Sind wir zu viele?
Die Weltbevölkerung wächst rasant. Alle zehn bis 15 Jahre kommt eine Milliarde Menschen dazu. Das stellt die Welt vor Herausforderungen – ist in erster Linie aber ein Grund zum Feiern. Von einem großen Missverständnis.
Vor kurzem habe ich hier darüber geschrieben, dass das Leben der meisten Menschen auf der Welt immer besser wird, sie sind gesünder, besser gebildet und haben mehr Chancen. Aber, klar, gibt es nach wie vor viele Probleme. Kriege, Hunger, viele Länder stecken in der Armutsfalle und nicht zuletzt die Klimakrise. Daraufhin schrieb der Poster „QuePasa“:
Wir Menschen sind einfach zu viele. Die miesesten Probleme gehen wie durch Zauberei weg, wenn wir nur noch halb so viele wären. Aber das ist tatsächlich eines der letzten Tabus, das wir haben. Darüber spricht man nicht!
Ich denke nicht, dass das ein Tabu ist. Mein Eindruck ist, das ist eine weitverbreitete Ansicht: Auf der Welt leben viel zu viele Menschen, es werden immer mehr, und das ist ein riesiges Problem. Sprechen wir also darüber.

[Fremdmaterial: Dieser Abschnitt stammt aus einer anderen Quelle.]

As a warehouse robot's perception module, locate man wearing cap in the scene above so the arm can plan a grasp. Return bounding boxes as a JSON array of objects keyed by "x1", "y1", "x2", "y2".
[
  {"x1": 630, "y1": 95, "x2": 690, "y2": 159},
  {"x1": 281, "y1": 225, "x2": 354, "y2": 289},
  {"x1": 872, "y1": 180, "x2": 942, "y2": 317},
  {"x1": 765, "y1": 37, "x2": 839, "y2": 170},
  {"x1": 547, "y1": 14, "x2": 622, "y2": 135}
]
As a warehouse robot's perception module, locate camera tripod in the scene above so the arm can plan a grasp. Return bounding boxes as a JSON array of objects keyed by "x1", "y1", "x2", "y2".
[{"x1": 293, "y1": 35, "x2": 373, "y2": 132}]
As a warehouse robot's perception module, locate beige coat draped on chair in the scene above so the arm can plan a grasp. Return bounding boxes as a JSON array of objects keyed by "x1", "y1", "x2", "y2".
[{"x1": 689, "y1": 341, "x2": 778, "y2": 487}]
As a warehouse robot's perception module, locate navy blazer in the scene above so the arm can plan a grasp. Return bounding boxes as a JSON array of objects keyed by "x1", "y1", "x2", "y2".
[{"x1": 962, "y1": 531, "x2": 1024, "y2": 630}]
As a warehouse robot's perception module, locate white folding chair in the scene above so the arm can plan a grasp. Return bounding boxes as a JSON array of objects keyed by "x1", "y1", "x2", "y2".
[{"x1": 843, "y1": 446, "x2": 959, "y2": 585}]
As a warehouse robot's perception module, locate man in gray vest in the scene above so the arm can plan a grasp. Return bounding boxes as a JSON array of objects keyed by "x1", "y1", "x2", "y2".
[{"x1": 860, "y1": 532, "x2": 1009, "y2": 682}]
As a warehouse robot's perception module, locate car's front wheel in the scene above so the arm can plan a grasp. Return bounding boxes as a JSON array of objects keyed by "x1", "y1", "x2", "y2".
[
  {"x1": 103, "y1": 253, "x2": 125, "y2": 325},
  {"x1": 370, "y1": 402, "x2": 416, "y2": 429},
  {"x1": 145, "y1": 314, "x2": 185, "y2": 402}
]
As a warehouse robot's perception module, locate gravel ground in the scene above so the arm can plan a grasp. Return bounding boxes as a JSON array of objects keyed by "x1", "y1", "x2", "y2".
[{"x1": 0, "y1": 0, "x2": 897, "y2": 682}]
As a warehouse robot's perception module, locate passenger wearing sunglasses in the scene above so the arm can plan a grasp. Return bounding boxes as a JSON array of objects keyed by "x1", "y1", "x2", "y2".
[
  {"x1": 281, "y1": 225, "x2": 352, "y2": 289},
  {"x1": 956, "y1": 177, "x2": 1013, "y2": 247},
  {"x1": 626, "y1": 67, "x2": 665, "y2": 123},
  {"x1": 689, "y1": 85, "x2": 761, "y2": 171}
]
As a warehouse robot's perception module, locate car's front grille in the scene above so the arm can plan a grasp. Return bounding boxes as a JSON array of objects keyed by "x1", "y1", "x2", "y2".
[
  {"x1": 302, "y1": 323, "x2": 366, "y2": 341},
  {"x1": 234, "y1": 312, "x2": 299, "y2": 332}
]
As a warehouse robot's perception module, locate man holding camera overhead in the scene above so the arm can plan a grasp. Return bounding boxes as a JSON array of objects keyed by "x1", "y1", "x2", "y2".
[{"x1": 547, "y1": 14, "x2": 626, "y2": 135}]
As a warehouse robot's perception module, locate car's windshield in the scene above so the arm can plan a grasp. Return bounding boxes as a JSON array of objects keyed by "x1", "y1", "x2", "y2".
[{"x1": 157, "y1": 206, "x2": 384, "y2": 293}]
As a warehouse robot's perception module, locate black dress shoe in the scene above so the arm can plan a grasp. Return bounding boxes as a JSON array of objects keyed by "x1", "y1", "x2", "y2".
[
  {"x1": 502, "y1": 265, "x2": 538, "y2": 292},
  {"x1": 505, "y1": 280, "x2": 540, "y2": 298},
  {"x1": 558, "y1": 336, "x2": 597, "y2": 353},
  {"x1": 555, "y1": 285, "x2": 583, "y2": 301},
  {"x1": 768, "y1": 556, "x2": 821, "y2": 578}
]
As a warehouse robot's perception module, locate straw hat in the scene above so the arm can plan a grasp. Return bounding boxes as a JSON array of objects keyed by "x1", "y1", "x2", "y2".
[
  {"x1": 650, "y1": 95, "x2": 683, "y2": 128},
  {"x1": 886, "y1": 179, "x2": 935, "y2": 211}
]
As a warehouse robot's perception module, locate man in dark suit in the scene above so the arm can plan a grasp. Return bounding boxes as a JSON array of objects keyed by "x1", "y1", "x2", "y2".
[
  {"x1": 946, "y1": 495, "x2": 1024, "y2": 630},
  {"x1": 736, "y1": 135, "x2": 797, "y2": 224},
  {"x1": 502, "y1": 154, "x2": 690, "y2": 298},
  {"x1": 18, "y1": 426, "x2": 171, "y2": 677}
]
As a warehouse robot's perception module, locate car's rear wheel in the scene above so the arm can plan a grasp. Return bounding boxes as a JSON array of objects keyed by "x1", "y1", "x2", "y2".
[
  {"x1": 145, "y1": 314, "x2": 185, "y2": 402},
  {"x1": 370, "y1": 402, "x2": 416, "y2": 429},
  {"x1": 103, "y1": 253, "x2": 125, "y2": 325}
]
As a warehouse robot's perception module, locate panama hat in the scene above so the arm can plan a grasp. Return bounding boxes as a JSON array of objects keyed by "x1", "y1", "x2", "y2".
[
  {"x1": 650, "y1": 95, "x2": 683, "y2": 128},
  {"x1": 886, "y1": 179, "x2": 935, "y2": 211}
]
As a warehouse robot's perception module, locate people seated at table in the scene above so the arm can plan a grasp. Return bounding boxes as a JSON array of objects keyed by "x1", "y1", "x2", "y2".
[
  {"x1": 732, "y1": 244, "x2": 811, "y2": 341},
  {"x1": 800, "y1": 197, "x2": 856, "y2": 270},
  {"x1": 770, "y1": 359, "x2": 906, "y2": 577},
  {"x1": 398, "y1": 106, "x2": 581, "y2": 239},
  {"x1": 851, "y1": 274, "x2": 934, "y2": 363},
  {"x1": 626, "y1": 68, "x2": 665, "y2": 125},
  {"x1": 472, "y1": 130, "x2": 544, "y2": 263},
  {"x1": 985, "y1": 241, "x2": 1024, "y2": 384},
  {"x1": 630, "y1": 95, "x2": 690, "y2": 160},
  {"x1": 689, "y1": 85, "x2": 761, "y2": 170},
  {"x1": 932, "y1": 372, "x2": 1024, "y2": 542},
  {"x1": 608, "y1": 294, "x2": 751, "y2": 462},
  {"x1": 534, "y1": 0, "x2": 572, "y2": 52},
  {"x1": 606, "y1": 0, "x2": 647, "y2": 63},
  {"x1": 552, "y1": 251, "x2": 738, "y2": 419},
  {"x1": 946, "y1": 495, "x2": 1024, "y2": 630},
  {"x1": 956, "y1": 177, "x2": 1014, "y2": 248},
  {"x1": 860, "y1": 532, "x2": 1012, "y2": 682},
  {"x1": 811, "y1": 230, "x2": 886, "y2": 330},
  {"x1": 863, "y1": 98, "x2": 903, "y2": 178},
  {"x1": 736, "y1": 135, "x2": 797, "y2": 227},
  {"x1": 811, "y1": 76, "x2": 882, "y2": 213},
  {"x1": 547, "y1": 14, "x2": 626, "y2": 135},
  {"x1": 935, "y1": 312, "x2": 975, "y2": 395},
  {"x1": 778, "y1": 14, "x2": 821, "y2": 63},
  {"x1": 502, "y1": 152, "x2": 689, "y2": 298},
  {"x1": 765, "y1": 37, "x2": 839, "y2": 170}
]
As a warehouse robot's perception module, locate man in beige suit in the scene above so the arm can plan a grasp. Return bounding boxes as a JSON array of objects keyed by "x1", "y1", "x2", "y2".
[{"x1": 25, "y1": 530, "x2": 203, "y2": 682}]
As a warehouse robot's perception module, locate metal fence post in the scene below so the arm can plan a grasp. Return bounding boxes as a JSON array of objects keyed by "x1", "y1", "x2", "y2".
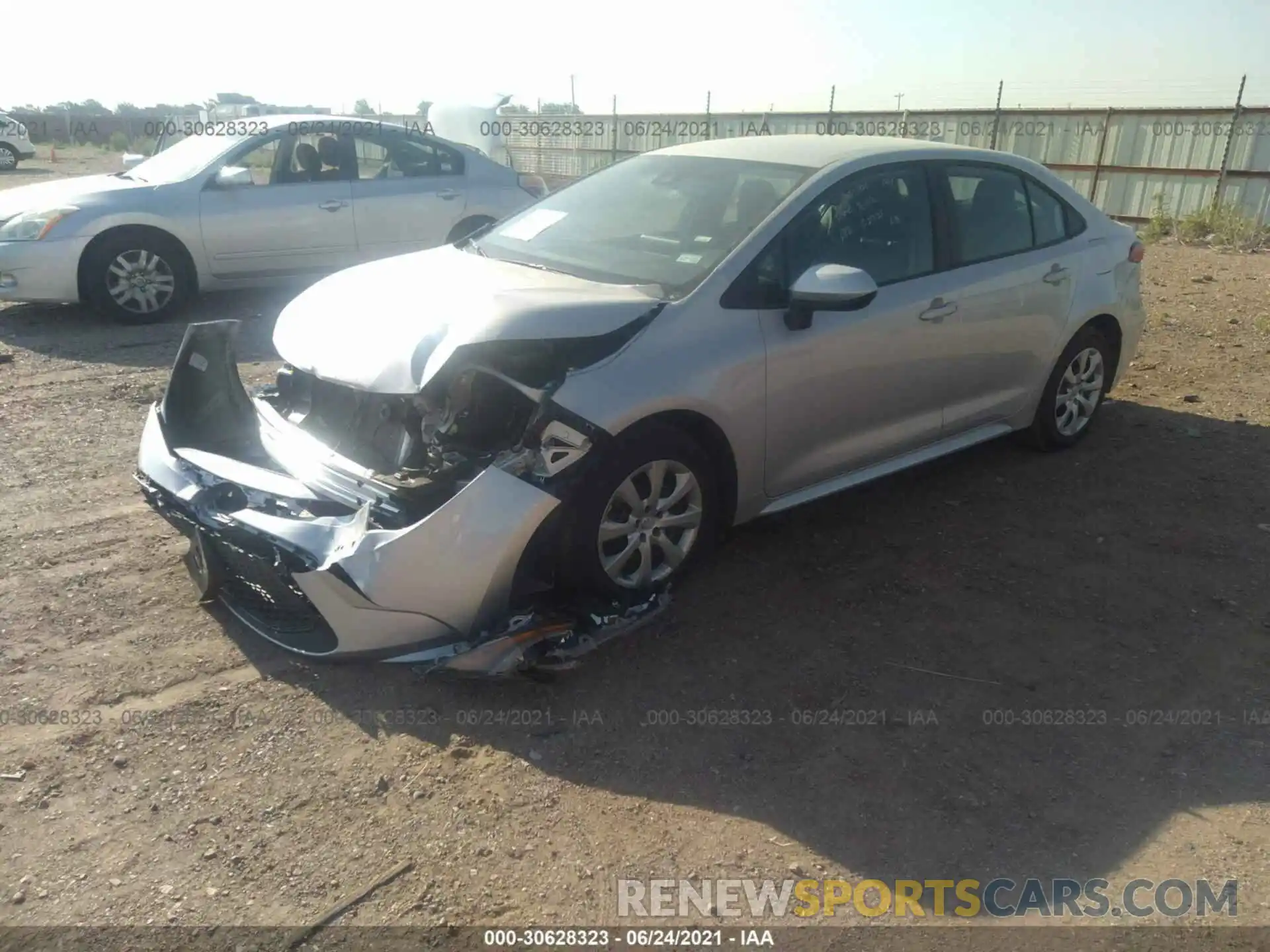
[
  {"x1": 990, "y1": 80, "x2": 1006, "y2": 150},
  {"x1": 1213, "y1": 73, "x2": 1248, "y2": 212},
  {"x1": 1092, "y1": 105, "x2": 1111, "y2": 202},
  {"x1": 533, "y1": 99, "x2": 544, "y2": 175}
]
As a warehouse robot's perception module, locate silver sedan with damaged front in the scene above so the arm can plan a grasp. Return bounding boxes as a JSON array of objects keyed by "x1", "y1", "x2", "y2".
[{"x1": 138, "y1": 136, "x2": 1143, "y2": 674}]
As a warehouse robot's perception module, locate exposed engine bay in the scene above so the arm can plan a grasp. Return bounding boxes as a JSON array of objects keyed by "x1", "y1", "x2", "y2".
[
  {"x1": 246, "y1": 329, "x2": 650, "y2": 533},
  {"x1": 137, "y1": 309, "x2": 665, "y2": 674}
]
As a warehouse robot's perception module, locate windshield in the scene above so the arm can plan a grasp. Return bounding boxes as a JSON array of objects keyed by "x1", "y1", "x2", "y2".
[
  {"x1": 124, "y1": 136, "x2": 249, "y2": 184},
  {"x1": 472, "y1": 155, "x2": 814, "y2": 298}
]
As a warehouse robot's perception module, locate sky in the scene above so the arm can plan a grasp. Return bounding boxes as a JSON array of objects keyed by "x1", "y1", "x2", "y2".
[{"x1": 0, "y1": 0, "x2": 1270, "y2": 113}]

Fangen wir mit einem Blick auf die Zahlen an. Die Zahl der Menschen auf der Welt steigt enorm an (siehe Grafik unten). Derzeit gibt es mehr als 7,5 Milliarden Menschen. Seit den 1960ern wächst die Weltbevölkerung alle zehn bis 15 Jahre um eine Milliarde. Es ist diese Linie, die viele Menschen nervös macht. Warum steigt die Weltbevölkerung so stark an?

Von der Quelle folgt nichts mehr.